Lester concludes with some optimistic remarks on the intellectual resurgence of private-property ideas in recent years. Escape from Leviathan is an inspiring contribution to this movement. Lester’s replies to major figures like Gray, Rawls, and Sen should exert a decisive effect in future debates on political economy. This is a fine achievement, to produce a book that requires so much close reading, in stark contrast with contemporary works in philosophy, politics, and political economy that can be thrown aside after a few paragraphs or even on the basis of the dust jacket blurb where fundamentally unsustainable premises are expressed.

The book is attractively produced with a striking cover design, excellent binding, a highly readable font, and attractive layout. Numbered subheadings help the reader keep track of the very intricate construction of each chapter. The main text runs to 204 pages, followed by more than two hundred notes before the bibliography and the index. The bibliography is comprehensive but not overwhelming.

Now, my afterthoughts and some concluding comments on the seismic potential for the form of critical rationalism that Lester has adopted from Popper and Bartley. Liberalism (or libertarianism) is a non-authoritarian creed. It draws its strength from the non-coercive power of reasoned argument, in contrast with systems that depend on brute force or on intimidation by intellectual or moral authorities. The survival and progress of liberalism depends on a free market in ideas, unconstrained by the cramps on trade (in criticism) that are imposed by cartels, monopolies, and various forms of protectionism in the mind industry. For an account of these cartels at work, see Bartley’s book, Unfathomed Knowledge: Unmeasured Wealth, reviewed at http://victorian.fortunecity.com/beardsley/700/bartrev1.html.

People tend to be hostages to the first ideas that they take on board, altered on occasion by shifts of allegiance that occur by processes akin to religious conversion. This has hardly changed with the advent of mass primary, secondary, and, lately, higher education. Clearly, education and instruction alone do not furnish the habits and disciplines of critical and imaginative thinking that are required for continuing intellectual growth. Elsewhere, I have argued that Bartley and Popper have created a major shift in the Western tradition of rationality, a shift which immensely strengthens the philosophy of non-socialist liberalism.

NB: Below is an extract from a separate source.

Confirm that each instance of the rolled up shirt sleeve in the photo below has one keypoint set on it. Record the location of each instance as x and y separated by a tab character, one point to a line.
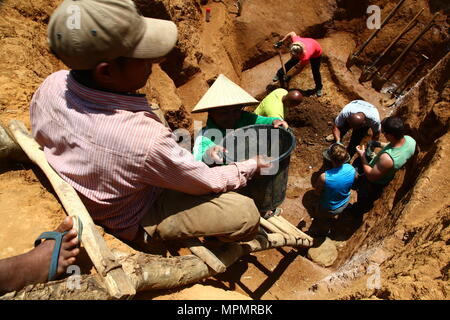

True lovers of freedom have always been forced to work against the authoritarian grain of Western thought because the dominant intellectual traditions, rationalist and irrationalist alike, sponsor dogmatism and intolerance. Even those who challenge this authoritarian heritage usually share a powerful and unconscious assumption with their opponents. Bartley labeled this theory “justificationism,” and liberals help to sustain opposition to their cause if they propagate this theory. This is explained in a paper at http://victorian.fortunecity.com/beardsley/700/bart.html.

One of the consequences of the authoritarian or justificationist tradition of rationalism is exemplified in the rifts and schisms among the followers of Ayn Rand, where factions fell out in the futile and self-destructive manner of doctrinaire left-wing groupings. These tendencies should cease when the implications of the Popper/Bartley innovation are developed and disseminated, as Lester has done in this book.